Performing Laboratory

Mayo Clinic Laboratories in Rochester

Useful For

Diagnosis of Krabbe disease

Testing Algorithm

See Newborn Screen Follow-up for Infantile Krabbe Disease in Special Instructions.

 

For more information, see Newborn Screening Act Sheet Krabbe Disease: Decreased Galactocerebrosidase in Special Instructions.

Method Name

Radioisotopic

Reporting Name

Galactocerebrosidase, WBC

Specimen Type

Whole Blood ACD


Shipping Instructions


For optimal isolation of leukocytes, it is recommended the specimen arrive refrigerate within 72 hours of draw to be stabilized. Draw specimen Monday through Thursday only and not the day before a holiday. Specimen should be drawn and packaged as close to shipping time as possible.



Specimen Required


Container/Tube:

Preferred: Yellow top (ACD solution B)

Acceptable: Yellow top (ACD solution A)

Specimen Volume: 6 mL

Collection Instructions: Do not transfer blood to other containers.


Specimen Minimum Volume

5 mL

Specimen Stability Information

Specimen Type Temperature Time
Whole Blood ACD Refrigerated (preferred) 72 hours
  Ambient  72 hours

Reject Due To

Hemolysis

Mild OK; Gross reject

Lipemia

NA

Icterus

NA

Other

NA

Reference Values

≥1.20 nmol/h/mg protein

Interpretation

Values below the reference range are consistent with a diagnosis of Krabbe disease.

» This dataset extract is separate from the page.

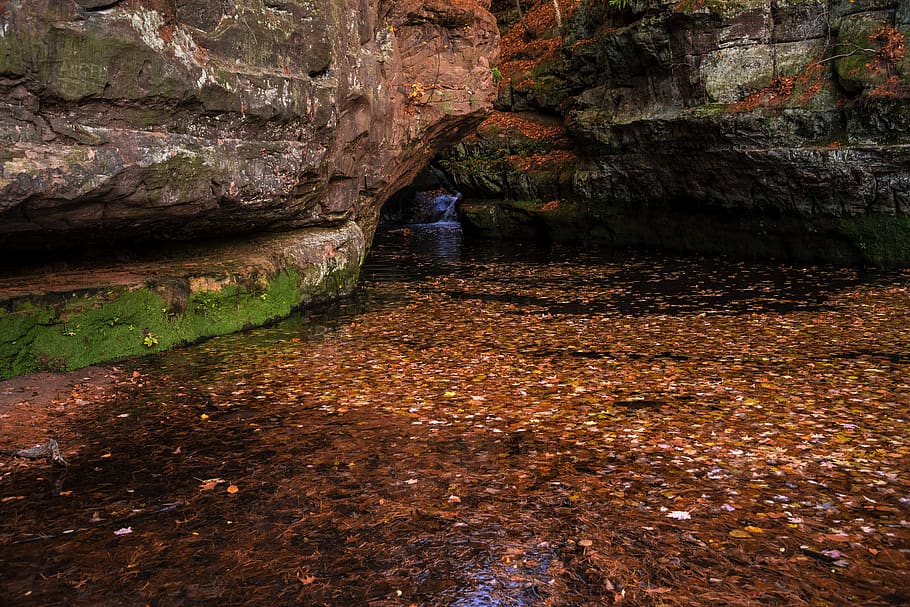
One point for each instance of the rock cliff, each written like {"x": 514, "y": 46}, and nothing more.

Day(s) and Time(s) Performed

Specimens are processed Monday through Sunday. Assay is performed: Varies

Analytic Time

9 days

Specimen Retention Time

WBC homogenate stored 1 month

Test Classification

This test was developed and its performance characteristics determined by Mayo Clinic in a manner consistent with CLIA requirements. This test has not been cleared or approved by the U.S. Food and Drug Administration.

CPT Code Information

82658

LOINC Code Information

Test ID Test Order Name Order LOINC Value
CBGC Galactocerebrosidase, WBC 24084-6

 

Result ID Test Result Name Result LOINC Value
35584 Galactocerebrosidase, WBC 24084-6
35585 Interpretation (CBGC) 59462-2
35586 Reviewed By 18771-6

Forms

1. New York Clients-Informed consent is required. Please document on the request form or electronic order that a copy is on file. An Informed Consent for Genetic Testing (T576) is available in Special Instructions.

2. Biochemical Genetics Patient Information (T602) in Special Instructions

3. If not ordering electronically, complete, print, and send an Inborn Errors of Metabolism Test Request (T798) with the specimen.